Separately, the State of Alaska argued that NMFS failed to comply with its obligation under the ESA to provide written notice and justification as to why NMFS failed to adopt regulations consistent with the state’s comments.[7] The Ninth Circuit disagreed. After reviewing all of the public comments it received and prior to publishing its listing decision, NMFS wrote to the commissioner of the Alaska Department of Fish and Game (ADFG), the lead agency for commenting. In that letter, NMFS notified ADFG of NMFS’s decision regarding the bearded seal distinct population segments and addressed the substantive comments that Alaskan agencies had made. The court held that the ESA does not require separate state notification and that the ESA only requires that the justification for rejecting a state agency’s comments be in writing. The court held that the record indicates that NMFS adequately and substantively responded to all of Alaska’s arguments, and therefore, the State received the notice and process required by the ESA.
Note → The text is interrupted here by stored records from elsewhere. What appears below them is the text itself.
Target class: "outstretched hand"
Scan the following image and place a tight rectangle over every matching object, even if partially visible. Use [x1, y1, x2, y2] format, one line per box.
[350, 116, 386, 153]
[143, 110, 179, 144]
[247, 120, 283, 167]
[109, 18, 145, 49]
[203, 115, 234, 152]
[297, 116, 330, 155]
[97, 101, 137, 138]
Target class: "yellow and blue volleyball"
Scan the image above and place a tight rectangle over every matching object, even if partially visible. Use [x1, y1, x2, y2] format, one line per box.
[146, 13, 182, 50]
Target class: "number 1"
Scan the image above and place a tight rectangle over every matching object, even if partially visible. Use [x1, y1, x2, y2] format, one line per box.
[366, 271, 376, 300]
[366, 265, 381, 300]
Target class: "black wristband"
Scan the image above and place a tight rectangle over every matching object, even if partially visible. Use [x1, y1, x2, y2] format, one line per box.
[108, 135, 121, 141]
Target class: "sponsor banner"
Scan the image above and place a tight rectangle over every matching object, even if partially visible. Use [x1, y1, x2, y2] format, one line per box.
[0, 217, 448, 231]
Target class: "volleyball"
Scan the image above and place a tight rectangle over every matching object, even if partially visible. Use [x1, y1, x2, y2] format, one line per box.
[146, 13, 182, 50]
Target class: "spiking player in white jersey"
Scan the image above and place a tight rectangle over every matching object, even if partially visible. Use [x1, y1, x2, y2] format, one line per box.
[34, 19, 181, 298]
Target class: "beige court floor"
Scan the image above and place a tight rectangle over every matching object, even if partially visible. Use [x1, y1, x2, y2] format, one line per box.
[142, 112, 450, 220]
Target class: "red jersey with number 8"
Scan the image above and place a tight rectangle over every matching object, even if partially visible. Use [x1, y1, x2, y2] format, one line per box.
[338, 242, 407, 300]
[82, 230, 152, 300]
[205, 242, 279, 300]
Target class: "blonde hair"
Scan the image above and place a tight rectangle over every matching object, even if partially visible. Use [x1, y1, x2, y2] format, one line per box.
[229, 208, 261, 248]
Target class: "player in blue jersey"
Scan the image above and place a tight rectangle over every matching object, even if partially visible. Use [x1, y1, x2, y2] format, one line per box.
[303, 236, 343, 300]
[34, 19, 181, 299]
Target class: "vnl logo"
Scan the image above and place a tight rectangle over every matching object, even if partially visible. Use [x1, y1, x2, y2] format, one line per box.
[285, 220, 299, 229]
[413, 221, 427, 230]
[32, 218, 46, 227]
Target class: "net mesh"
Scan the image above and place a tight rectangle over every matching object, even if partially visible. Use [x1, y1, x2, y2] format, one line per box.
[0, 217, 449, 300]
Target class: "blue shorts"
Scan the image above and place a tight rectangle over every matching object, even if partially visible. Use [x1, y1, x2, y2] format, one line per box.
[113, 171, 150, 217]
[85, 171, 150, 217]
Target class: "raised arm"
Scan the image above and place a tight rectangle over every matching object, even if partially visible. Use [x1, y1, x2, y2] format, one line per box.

In sum, the Ninth Circuit rejected each argument offered by Plaintiffs as to why NMFS’s bearded seal ESA listing was arbitrary and capricious. The court reversed the district court’s grant of a summary judgment to Plaintiffs, and found instead for NMFS.

 

 

 

Footnotes    (↵ returns to text)

  1. Endangered Species Act of 1973, 16 U.S.C. §§ 1531–1544.
  2. Plaintiffs in this case were Alaska Oil and Gas Association; American Petroleum Institute; State of Alaska; North Slope Borough; Inupiat Community of the Arctic Slope; Northwest Arctic Borough; Arctic Slope Regional Corporation; and NANA Regional Corporation, Inc.
  3. Alaska Oil & Gas Ass’n v. Pritzker, Nos. 4:13–cv–00018–RRB, 4:13–cv–00021–RRB, 4:13–cv–00022–RRB, 2014 WL 3726121, at *4, *16 (D. Alaska July 25, 2014).
  4. 16 U.S.C. § 1533(b)(1)(A).
  5. Id. § 1532(20).
  6. Id. § 1533(a)(1)(A)–(E).
  7. See id. § 1533(i) (stating that “the Secretary shall submit to the State agency a written justification for his failure to adopt regulations consistent with the agency’s comments or petition”).